# Safer's "End All" bug spray...



## Dr. Green Fang (Nov 2, 2014)

So last night I stopped at my hydro store, as I've had beginning issues (3-4 weeks so far) of Thrips in my veg. I treated twice with Neem Oil sprays (rather cooked my plants actually  ) and it seems they are still kickin around weeks after treatment. So I got Azamax last night and this Safer End All stuff. Hydro store guy said it kills on contact and helps prevent. Has a couple different thing than the Azamax. First, last night, I did a treatment of Azamax when I got home and will wait 9 days or so and treat them again. I bought the Safer's stuff just to have something ELSE to combat them with if two rounds of Azamax doesn't work. 
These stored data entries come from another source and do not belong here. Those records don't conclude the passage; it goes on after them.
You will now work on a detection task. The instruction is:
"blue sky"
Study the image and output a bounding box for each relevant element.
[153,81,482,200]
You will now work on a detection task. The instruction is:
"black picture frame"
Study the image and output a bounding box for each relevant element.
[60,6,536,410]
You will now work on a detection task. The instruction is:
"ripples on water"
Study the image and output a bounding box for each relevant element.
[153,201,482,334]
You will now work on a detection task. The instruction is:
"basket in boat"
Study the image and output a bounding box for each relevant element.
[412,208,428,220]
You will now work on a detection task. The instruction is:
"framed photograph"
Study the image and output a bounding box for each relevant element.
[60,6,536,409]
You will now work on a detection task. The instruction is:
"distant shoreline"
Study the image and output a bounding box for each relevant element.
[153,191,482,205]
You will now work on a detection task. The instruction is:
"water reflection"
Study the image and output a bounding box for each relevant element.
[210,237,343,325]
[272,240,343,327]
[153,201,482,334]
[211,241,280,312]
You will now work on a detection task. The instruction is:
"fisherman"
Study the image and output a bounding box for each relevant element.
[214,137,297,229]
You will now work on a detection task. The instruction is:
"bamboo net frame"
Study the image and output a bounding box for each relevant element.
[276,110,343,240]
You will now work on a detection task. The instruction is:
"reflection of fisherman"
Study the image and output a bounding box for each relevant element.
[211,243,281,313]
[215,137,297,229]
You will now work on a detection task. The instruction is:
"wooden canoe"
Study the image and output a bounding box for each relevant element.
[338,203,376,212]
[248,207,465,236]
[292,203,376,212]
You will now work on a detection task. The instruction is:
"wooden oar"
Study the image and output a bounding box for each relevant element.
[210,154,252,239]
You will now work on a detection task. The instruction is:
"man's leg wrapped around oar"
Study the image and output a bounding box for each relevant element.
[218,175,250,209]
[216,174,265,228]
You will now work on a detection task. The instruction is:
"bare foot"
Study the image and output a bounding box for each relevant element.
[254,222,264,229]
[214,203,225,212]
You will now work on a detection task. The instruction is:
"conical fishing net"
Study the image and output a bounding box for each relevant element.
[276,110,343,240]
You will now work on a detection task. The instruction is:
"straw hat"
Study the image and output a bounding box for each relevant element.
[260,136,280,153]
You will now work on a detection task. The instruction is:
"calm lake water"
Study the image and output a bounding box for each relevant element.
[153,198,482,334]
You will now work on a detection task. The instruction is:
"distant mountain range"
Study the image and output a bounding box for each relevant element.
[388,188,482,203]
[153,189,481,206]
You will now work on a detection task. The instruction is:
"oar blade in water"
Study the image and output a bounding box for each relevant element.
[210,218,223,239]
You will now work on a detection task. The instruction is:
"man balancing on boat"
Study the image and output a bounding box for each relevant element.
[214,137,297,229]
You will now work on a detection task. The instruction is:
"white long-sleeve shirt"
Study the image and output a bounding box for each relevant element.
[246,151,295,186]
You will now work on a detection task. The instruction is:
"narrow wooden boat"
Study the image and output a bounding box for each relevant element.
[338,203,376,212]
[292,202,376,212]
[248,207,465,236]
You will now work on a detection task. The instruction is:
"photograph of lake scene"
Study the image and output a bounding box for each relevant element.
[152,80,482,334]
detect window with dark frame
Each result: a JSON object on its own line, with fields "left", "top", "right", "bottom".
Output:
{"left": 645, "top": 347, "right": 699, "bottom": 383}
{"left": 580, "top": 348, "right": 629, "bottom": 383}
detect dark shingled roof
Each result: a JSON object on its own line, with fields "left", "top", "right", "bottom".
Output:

Anyone ever used this stuff? Any and all thoughts please :aok:


----------



## Dr. Green Fang (Nov 2, 2014)

Anyone at all?


----------



## Hushpuppy (Nov 2, 2014)

I may have the same or similar stuff. It is "Safer's" but not sure if it is "end all" or not but I do recall that it has neem and some other stuff. I think its supposed to fight fungus as well as bugs. I haven't had enough issues with bugs to know how it works.


----------



## Dr. Green Fang (Nov 2, 2014)

Thanks for checking in HP :aok:


----------



## Dman1234 (Nov 3, 2014)

I have used it for years for several different reasons on several different plants, works good for its intended purpose, its available in a concentrate ans is much cheaper than the ready to use spray.


----------



## Dr. Green Fang (Nov 3, 2014)

Nice, thanks Dman! 

I just bought the ready to use, as I have a rather small setup here (in my opinion) and a premixed bottle will give me 2-3 full applications... and it was less than ten bucks hah  

Great to know you've used it. Have you notice the use of it with Thrips before? That's what I'm battling.


----------



## Rosebud (Nov 3, 2014)

It will work on thrip if you follow the directions perfectly and spray perfectly. After three or more uses some bugs will get immune to it.


----------